たまに作ったものを見せたりはしていたのだが、今日に関しては思ったよりもうまく行ったのが嬉しかった、というのもあった。
「日曜工作にしちゃ凝ってんなあ。」
「なかなか上手にできたんですよ。
今後は取り外しと強度のアップ、ついでに出力アップも狙えたらなあって。」
えへへ、と笑いながら泡だて器を引き取る。
「出力アップって、何かまた暴発させる気か?」
少し引き気味の表情に、違いますよと首を振る。アガットはこういうところは妙に心配性だった。

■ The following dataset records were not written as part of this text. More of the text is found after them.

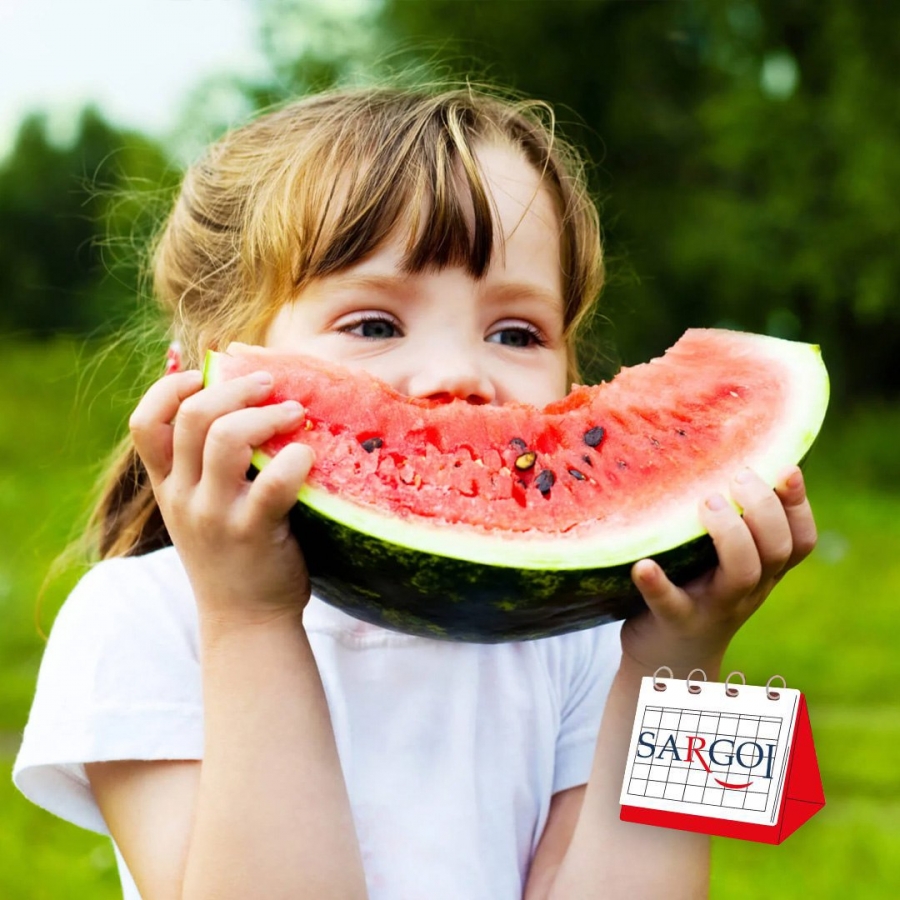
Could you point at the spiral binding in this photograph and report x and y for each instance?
(729, 690)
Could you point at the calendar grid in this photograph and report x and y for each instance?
(707, 779)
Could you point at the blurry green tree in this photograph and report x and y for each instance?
(73, 221)
(745, 156)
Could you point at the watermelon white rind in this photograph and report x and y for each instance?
(467, 582)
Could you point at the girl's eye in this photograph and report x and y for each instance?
(520, 336)
(372, 327)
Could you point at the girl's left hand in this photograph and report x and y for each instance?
(691, 626)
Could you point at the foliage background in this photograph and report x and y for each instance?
(745, 155)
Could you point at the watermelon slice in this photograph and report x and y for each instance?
(491, 523)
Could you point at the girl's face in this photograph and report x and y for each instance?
(443, 334)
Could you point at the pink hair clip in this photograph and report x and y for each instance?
(173, 358)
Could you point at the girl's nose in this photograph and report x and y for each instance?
(449, 376)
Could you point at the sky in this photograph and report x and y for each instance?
(137, 60)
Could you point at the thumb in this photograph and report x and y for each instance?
(274, 491)
(665, 599)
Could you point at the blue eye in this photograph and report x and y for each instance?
(372, 328)
(522, 336)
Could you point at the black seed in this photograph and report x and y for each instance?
(526, 461)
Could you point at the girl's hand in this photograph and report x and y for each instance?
(231, 534)
(691, 626)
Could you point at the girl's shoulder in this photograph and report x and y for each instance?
(129, 599)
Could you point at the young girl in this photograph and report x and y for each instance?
(238, 738)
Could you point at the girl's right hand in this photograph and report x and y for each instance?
(232, 534)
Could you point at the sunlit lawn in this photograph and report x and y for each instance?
(829, 630)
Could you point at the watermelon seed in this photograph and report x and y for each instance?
(544, 481)
(526, 460)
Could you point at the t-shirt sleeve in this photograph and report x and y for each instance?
(119, 679)
(589, 665)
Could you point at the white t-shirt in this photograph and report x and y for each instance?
(450, 751)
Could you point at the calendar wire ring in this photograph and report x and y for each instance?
(695, 688)
(774, 695)
(733, 691)
(661, 687)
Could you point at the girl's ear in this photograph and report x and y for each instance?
(173, 358)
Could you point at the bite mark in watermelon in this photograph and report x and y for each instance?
(492, 523)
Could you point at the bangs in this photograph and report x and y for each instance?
(421, 179)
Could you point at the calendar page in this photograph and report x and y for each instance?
(708, 754)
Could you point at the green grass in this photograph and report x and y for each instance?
(830, 629)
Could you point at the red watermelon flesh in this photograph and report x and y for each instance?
(654, 440)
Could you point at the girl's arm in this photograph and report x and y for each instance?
(266, 813)
(683, 629)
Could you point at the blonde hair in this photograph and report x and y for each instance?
(313, 187)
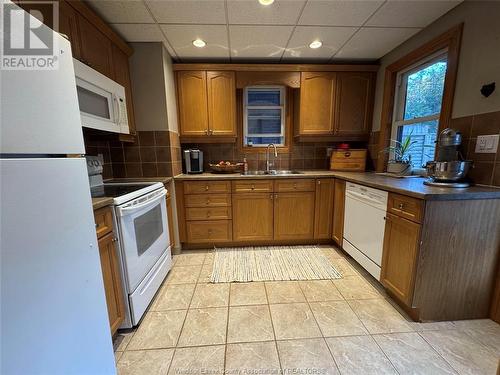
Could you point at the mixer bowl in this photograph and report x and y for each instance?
(448, 170)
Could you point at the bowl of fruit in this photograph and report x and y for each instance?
(224, 167)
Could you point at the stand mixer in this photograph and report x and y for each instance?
(449, 169)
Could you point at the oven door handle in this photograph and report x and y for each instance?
(123, 211)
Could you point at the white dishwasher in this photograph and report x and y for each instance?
(364, 225)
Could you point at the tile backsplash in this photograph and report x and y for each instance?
(300, 155)
(154, 154)
(486, 170)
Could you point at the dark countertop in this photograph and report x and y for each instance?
(101, 202)
(413, 187)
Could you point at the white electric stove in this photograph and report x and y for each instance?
(140, 217)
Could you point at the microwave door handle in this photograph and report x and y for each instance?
(117, 110)
(123, 211)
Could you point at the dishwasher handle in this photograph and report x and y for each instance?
(364, 198)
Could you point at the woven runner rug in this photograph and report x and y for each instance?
(271, 263)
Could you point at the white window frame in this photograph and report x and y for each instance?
(400, 95)
(281, 107)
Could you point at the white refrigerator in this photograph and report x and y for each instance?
(53, 311)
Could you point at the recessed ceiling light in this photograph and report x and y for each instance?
(200, 43)
(315, 44)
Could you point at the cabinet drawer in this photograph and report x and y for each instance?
(252, 186)
(295, 185)
(207, 200)
(198, 187)
(208, 213)
(103, 221)
(209, 231)
(404, 206)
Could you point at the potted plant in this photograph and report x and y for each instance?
(400, 163)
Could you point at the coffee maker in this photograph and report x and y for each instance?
(449, 169)
(193, 161)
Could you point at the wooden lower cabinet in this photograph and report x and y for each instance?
(294, 216)
(253, 216)
(210, 231)
(401, 244)
(338, 211)
(112, 281)
(324, 208)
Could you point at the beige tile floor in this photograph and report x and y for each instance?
(346, 326)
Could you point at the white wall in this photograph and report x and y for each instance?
(171, 98)
(148, 90)
(479, 61)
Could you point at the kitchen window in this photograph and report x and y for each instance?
(263, 116)
(417, 107)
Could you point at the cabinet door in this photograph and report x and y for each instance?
(96, 48)
(253, 216)
(401, 244)
(170, 218)
(68, 26)
(323, 213)
(192, 95)
(354, 103)
(221, 103)
(294, 216)
(317, 98)
(112, 281)
(122, 76)
(338, 211)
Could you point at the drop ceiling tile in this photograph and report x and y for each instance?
(410, 13)
(122, 11)
(181, 39)
(281, 12)
(338, 13)
(188, 11)
(258, 42)
(373, 42)
(332, 38)
(137, 32)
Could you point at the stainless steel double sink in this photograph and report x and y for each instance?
(271, 173)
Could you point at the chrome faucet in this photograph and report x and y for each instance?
(268, 163)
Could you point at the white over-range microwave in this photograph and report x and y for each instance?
(102, 101)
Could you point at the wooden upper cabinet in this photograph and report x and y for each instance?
(68, 25)
(354, 103)
(399, 260)
(253, 216)
(317, 98)
(324, 208)
(338, 211)
(192, 102)
(294, 216)
(96, 48)
(112, 281)
(122, 76)
(221, 88)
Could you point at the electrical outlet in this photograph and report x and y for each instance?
(487, 144)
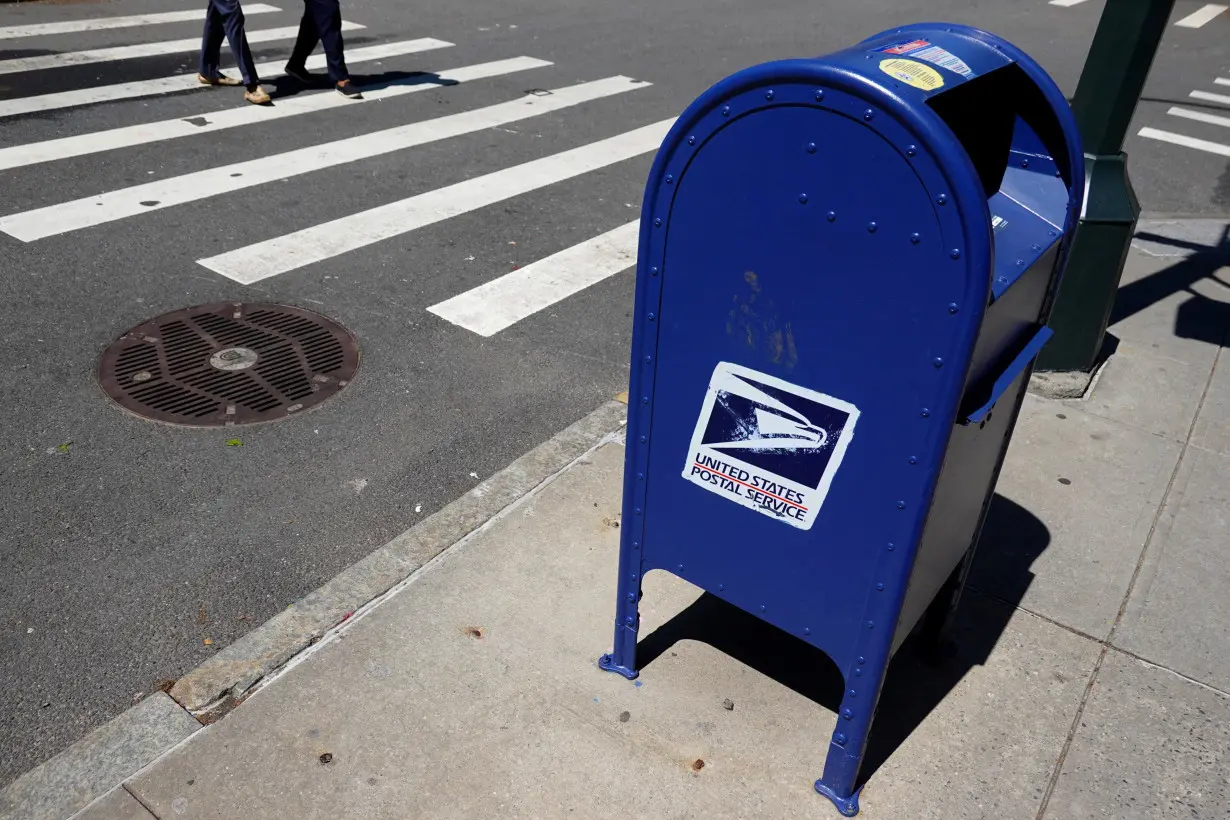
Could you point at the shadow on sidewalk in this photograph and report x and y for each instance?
(288, 86)
(1199, 319)
(1012, 539)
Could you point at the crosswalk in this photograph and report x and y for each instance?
(485, 310)
(1187, 15)
(1192, 116)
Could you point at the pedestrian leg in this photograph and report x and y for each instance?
(329, 23)
(236, 36)
(309, 35)
(210, 47)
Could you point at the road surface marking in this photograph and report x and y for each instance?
(324, 241)
(1186, 141)
(502, 303)
(1202, 16)
(128, 135)
(118, 204)
(142, 49)
(185, 81)
(1210, 97)
(99, 23)
(1201, 117)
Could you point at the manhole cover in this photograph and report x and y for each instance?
(228, 364)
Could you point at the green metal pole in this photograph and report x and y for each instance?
(1106, 98)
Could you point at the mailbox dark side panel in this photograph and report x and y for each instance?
(828, 349)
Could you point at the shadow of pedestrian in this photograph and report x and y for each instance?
(1199, 317)
(289, 86)
(916, 681)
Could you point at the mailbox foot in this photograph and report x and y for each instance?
(607, 663)
(846, 805)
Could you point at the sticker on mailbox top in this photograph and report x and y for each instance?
(769, 445)
(914, 74)
(923, 49)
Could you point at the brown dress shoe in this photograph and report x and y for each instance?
(222, 79)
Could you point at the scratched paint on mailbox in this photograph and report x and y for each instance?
(768, 444)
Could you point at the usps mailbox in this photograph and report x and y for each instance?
(845, 272)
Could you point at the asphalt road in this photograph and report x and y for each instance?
(128, 545)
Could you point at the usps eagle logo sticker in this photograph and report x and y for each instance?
(769, 445)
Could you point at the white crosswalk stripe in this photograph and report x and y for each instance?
(110, 207)
(485, 310)
(1210, 97)
(1199, 17)
(268, 70)
(142, 49)
(327, 240)
(1199, 116)
(130, 21)
(1186, 141)
(502, 303)
(129, 135)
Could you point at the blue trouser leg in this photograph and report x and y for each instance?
(225, 17)
(321, 23)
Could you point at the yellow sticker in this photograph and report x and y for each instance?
(912, 73)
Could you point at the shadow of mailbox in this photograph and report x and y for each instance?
(845, 271)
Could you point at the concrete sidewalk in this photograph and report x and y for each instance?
(1090, 679)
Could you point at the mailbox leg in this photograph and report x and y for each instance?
(840, 778)
(627, 620)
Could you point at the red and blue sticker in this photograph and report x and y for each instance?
(923, 49)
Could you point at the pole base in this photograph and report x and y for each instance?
(846, 805)
(1094, 267)
(607, 663)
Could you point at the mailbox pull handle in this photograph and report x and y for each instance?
(1015, 368)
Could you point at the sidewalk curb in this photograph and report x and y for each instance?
(218, 685)
(92, 766)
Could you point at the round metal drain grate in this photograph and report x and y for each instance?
(230, 363)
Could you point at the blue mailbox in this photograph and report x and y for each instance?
(845, 271)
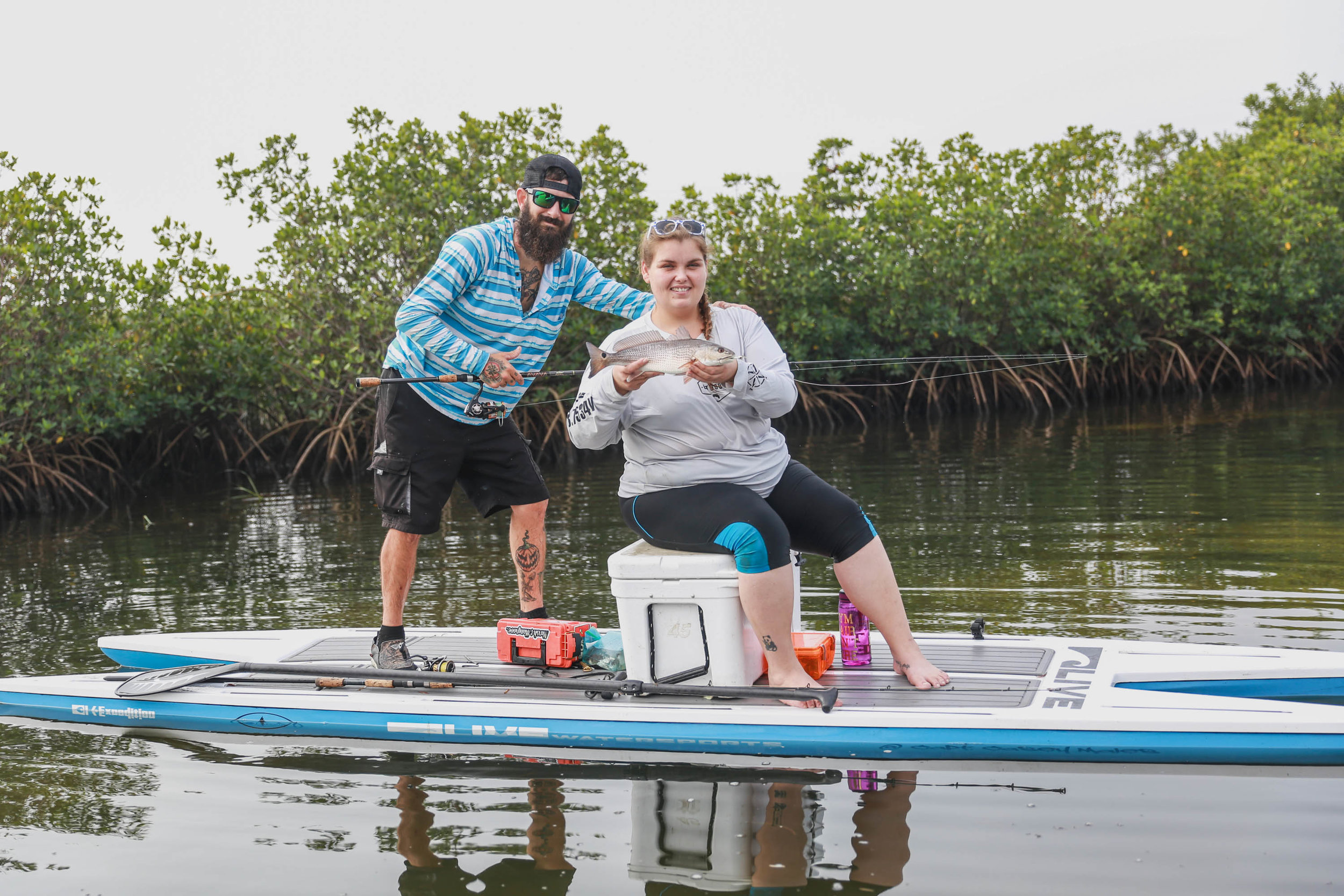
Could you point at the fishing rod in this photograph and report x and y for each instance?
(835, 363)
(482, 409)
(165, 680)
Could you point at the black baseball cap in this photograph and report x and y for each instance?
(535, 175)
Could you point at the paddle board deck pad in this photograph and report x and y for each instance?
(1011, 699)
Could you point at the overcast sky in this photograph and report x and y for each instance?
(146, 96)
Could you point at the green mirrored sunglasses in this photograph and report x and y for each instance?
(545, 200)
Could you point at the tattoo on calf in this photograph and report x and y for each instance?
(530, 572)
(531, 283)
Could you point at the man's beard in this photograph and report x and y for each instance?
(542, 245)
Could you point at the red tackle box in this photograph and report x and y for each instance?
(541, 642)
(815, 650)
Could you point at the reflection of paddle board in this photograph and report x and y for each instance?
(1019, 699)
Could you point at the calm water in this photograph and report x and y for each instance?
(1217, 520)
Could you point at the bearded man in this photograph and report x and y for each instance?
(492, 305)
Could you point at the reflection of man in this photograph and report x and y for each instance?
(881, 843)
(546, 870)
(882, 835)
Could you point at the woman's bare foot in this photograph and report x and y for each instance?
(923, 673)
(799, 679)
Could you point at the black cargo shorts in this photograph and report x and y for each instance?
(420, 453)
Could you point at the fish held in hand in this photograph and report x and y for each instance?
(666, 355)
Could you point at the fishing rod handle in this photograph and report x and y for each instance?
(364, 382)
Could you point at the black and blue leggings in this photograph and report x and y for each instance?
(804, 512)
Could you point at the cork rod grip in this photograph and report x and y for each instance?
(366, 382)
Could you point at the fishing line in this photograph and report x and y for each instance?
(1049, 359)
(924, 379)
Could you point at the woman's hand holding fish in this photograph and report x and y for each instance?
(630, 378)
(711, 372)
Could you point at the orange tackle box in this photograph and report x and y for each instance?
(815, 652)
(541, 642)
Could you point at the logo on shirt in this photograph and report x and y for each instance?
(582, 410)
(718, 391)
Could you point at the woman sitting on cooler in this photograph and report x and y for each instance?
(705, 470)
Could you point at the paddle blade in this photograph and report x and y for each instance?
(160, 680)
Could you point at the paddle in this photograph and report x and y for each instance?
(162, 680)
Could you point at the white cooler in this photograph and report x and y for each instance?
(682, 620)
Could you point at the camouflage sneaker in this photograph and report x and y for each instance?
(390, 655)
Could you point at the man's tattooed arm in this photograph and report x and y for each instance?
(531, 283)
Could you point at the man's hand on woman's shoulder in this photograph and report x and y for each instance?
(746, 308)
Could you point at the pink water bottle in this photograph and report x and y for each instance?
(854, 634)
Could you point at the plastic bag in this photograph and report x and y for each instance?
(604, 650)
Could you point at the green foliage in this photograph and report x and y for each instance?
(1129, 252)
(1084, 242)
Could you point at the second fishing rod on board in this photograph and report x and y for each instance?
(491, 410)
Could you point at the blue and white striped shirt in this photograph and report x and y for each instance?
(469, 304)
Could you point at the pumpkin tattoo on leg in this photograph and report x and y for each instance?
(527, 558)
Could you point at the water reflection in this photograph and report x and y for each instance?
(687, 836)
(545, 870)
(69, 782)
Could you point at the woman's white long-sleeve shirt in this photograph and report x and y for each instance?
(679, 434)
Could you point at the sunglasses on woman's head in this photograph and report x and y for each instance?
(668, 226)
(545, 200)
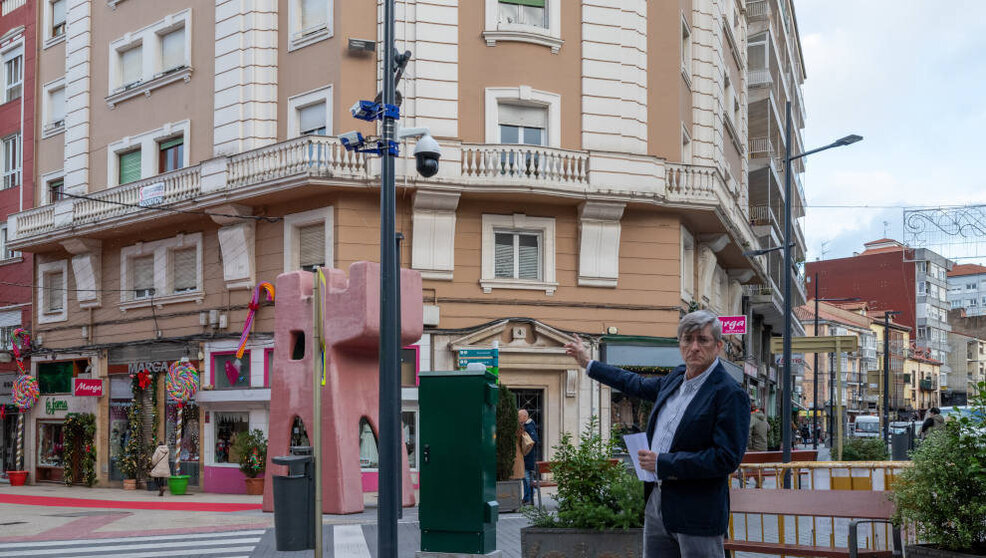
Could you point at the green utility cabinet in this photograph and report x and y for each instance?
(458, 509)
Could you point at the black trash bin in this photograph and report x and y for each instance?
(294, 501)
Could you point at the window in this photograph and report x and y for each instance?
(309, 113)
(308, 239)
(518, 256)
(311, 21)
(58, 18)
(129, 167)
(171, 154)
(6, 253)
(311, 251)
(183, 270)
(518, 253)
(229, 372)
(529, 21)
(228, 427)
(523, 12)
(173, 50)
(13, 74)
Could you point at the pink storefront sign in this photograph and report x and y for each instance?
(733, 325)
(87, 387)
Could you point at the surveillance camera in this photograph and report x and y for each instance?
(426, 153)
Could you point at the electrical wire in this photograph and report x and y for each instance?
(175, 210)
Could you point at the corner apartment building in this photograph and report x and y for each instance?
(17, 148)
(594, 178)
(890, 276)
(967, 289)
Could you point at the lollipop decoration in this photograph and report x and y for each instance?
(181, 385)
(254, 305)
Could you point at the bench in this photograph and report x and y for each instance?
(861, 507)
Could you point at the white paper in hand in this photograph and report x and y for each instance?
(635, 443)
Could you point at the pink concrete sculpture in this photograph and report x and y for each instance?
(351, 326)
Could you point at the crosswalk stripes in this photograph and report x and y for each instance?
(227, 544)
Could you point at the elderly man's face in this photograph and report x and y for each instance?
(699, 349)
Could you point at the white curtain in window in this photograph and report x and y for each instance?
(314, 14)
(185, 270)
(131, 66)
(312, 118)
(311, 245)
(173, 49)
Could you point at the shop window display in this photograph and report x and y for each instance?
(228, 427)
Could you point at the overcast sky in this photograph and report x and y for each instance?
(909, 77)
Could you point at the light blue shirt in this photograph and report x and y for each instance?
(669, 417)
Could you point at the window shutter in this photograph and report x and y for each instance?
(57, 106)
(143, 275)
(53, 292)
(173, 49)
(311, 245)
(528, 259)
(129, 166)
(185, 271)
(314, 14)
(312, 118)
(131, 66)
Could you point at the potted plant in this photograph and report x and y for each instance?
(944, 493)
(600, 503)
(251, 447)
(509, 491)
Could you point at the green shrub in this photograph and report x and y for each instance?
(593, 492)
(944, 493)
(506, 434)
(864, 449)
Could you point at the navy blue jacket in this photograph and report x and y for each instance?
(531, 457)
(706, 449)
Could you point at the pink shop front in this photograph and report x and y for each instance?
(234, 399)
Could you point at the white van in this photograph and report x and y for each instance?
(866, 426)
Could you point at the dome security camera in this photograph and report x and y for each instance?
(426, 154)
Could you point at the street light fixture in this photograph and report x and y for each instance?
(786, 389)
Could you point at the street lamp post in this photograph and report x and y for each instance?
(787, 387)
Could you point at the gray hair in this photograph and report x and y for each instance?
(697, 320)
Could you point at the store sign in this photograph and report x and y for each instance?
(53, 406)
(87, 387)
(733, 325)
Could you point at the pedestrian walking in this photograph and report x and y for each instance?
(160, 469)
(530, 458)
(698, 430)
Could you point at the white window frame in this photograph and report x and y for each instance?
(11, 52)
(523, 95)
(153, 75)
(48, 21)
(161, 251)
(295, 221)
(60, 266)
(14, 255)
(520, 223)
(148, 144)
(52, 127)
(297, 38)
(302, 100)
(549, 36)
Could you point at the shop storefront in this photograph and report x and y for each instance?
(235, 399)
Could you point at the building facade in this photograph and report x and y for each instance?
(18, 30)
(595, 178)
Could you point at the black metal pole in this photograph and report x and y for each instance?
(814, 387)
(886, 376)
(390, 464)
(786, 388)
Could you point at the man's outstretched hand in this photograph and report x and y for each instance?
(578, 351)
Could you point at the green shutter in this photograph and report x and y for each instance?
(129, 167)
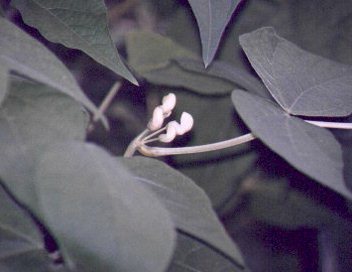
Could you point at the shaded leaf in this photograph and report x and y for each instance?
(311, 149)
(225, 70)
(32, 116)
(212, 17)
(153, 55)
(75, 24)
(102, 219)
(22, 53)
(191, 255)
(219, 173)
(21, 243)
(301, 82)
(188, 205)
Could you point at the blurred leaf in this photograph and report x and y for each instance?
(220, 172)
(76, 24)
(302, 83)
(188, 205)
(152, 55)
(32, 116)
(21, 243)
(212, 17)
(311, 149)
(225, 71)
(191, 255)
(277, 204)
(102, 219)
(22, 53)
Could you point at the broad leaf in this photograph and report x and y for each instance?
(311, 149)
(191, 255)
(75, 24)
(212, 17)
(32, 116)
(32, 59)
(225, 70)
(188, 205)
(301, 82)
(153, 55)
(21, 243)
(102, 219)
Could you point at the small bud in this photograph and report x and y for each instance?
(169, 136)
(168, 104)
(157, 120)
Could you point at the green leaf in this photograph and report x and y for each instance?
(153, 55)
(301, 82)
(32, 116)
(226, 71)
(191, 255)
(102, 219)
(22, 247)
(215, 121)
(22, 53)
(212, 17)
(311, 149)
(76, 24)
(188, 205)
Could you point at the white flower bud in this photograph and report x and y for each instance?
(169, 136)
(168, 104)
(157, 120)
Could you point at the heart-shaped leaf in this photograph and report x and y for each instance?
(188, 205)
(32, 59)
(153, 55)
(101, 217)
(22, 247)
(191, 255)
(301, 82)
(311, 149)
(79, 24)
(212, 17)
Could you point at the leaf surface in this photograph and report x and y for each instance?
(212, 17)
(153, 55)
(21, 243)
(102, 219)
(188, 205)
(311, 149)
(27, 56)
(31, 117)
(191, 255)
(79, 24)
(301, 82)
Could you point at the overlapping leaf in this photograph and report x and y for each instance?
(79, 24)
(311, 149)
(32, 116)
(152, 55)
(192, 255)
(212, 17)
(22, 53)
(22, 247)
(301, 82)
(189, 207)
(102, 219)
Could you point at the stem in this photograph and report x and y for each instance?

「そんなことしませんよ。ただ、高速回転させたらもっと早くできないかなって思っただけで。」
「ああ、そういうことか。」
少し安心したように頷く。
「実用性があるってのはいいもんだ。」
「でしょう?まだ試作品ですけど、もっと取り回しよくできたらなって。」
小型化とか、軽量化とか全体的な強度を上げるとか。並べ立てていると、アガットが面白そうに笑った。
「ZCFじゃなくてラッセル工房製の泡だて器か?」
「えへへ、日曜工作なんですけどね。」
一緒になって笑う。この瞬間がなんだかとても幸せだった。
「そうそう、それで作ったのがあるからちょっと持ってきますね。」
泡立て器をおいて、ぱたぱたと走る。
ほこり避けを上げると、おいてあるのはいちごのショートケーキがワンホールだった。スポンジ部分のメレンゲの他に、白いホイップも件の泡だて器作である。
崩さないようにそっと持ち上げて、アガットの方を振り向く。
「ホイップとスポンジはさっきので作ったんですよ。」
「へえ、手で作ったのとなんの変わりもねえな。」
感心したような顔がうれしくて、足取りも軽くなる。
しかし、その足取りは二歩目で躓いた。
石を埋め込んだ床に。
「あっ」
視界が揺らぐ。白いケーキが手元から逃げだす。
「っ!」
それとほぼ同時に、ぐいっと身体が引き上げられた。
手元にあった皿とケーキも手から離れる。でも落ちる音はしない。
とん、と降ろされて前を見ると、ケーキは皿の上でちょっとだけ歪んでアガットの手の上に載っていた。
「あっぶねえ」
「よかった……」
力が抜けて、身体がアガットに当たる。
ほれ、しっかりしろ、と肩を抱くように叩かれて、あ、と気を取り直した。
「すみません、ありがとうございましたっ。」
「ったく、気を付けろっていつも言ってんだろうが。」
ケーキはそのままテーブルの上に行く。
「せっかく作ったんだからよ。」
「すみません。本当によかったです、無事で。」
はあ、と息をついてケーキを見る。一応少し歪んでいるが大体問題はないようだった。
「せっかくですし、少し食べていきませんか?そんなに甘く作ってないから、たぶんアガットさんでも大丈夫ですよ。」
「え……あー……」
「私、ナイフもってきますね。」
くるっと踵を返すと声が後ろから飛んできた。
「今度はあわてるなよ。」
「はいっ!」
今度こそ足元に注意して歩みを進める。
先の方では、そろそろやかんがお茶にしようと呼んでいる音がしていた。
といっても、色々ギリギリでほぼほぼワンドロクオリティ。日曜工作ってティータはいってますが、これも日曜工作みたいな感じ。小さな物作って、こんなのつくったよ!て嬉しく報告できるっていいなあと思います。そして、それをよく出来てるなって認める事も。
アガットさんとティータは割とそういうのを自然にできる気がしています。お互いの領分に関しては認め合ってる、みたいな。